Description of problem: I'm seeing the error "cman_tool: Error waiting for cluster" when running "cman_tool -w join" while the cluster has other nodes logging in and out of it. This can cause machines to fail to start cman on startup which means that they will also fail to start clvmd and GFS. Version-Release number of selected component (if applicable): [root@trin-04 ~]# rpm -qa | grep cman cman-kernheaders-2.6.9-18.0 cman-1.0-0.pre23.1 cman-kernel-2.6.9-21.0 How reproducible: I can reproduce this evertime with my test script that I'll be soon attaching Steps to Reproduce: 1. I have six nodes in my cluster. on each, I run: while : ; do service cman start || break service cman stop || break done 2. 3 nodes typically join the cluster (the cman initscript uses `cman_tool -w join`) and start shutting down before the other three finish joining. 3. The three nodes shutting down will then succeed (they were using cman_tool -w leave) and try to join the cluster again with cman_tool -w join.
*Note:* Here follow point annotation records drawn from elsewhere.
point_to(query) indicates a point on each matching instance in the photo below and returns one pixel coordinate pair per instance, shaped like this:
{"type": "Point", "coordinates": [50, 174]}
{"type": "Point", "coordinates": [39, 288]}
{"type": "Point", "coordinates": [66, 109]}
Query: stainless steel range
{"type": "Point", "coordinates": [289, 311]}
Upon which time the nodes that failed to join previously will error out with a message to the console CMAN: Been in JOINWAIT for too long - giving up Actual results: cman failes to start on all all nodes Expected results: cman should start on all the the nodes regardless of other nodes joining and leaving Additional info: I have not seen this problem yet during actual tests as I have not been running any recovery tests lately nor have I tried to produce this by actually rebooting nodes (where I think this may be a problem) I think that this is a case that needs to be handled by cman_tool/cman.ko but it is something that I might be able to workaround in the initscripts if need be.
Created attachment 111281 [details] bug demonstration script
Created attachment 111282 [details] log files from test run
BTW, in the previous run there was a bug in the testscript that caused the first node to be ignored. (In this case, trin-04). ccsd has also been running for quite a while as you can see without being in quorate cluster :) lastly, the version of /etc/init.d/cman that I am using is: [void] grep cman cman/init.d/CVS/Entries /cman/1.1.2.8/Mon Feb 21 19:26:53 2005//TRHEL4
To be honest this is not a surprise to me. If you are continually joining and leaving nodes then there is quite a reasonable chance that one will be squeezed out as only one node can join the cluster at a time and it can't do that during another nodes (up or down) transition. cman_tool join -w waits until the node joins the cluster OR an error occurs - its clear in this case that an error /has/ occurred. There is no point in cman_tool waiting any longer because the node will not join the cluster without it being invoked again. IMHO if there is a bug at all here it is the fact that a node doesn't join the cluster in this situation, but any customer that has join/leave in a loop like that is probably not of sound mind ;-)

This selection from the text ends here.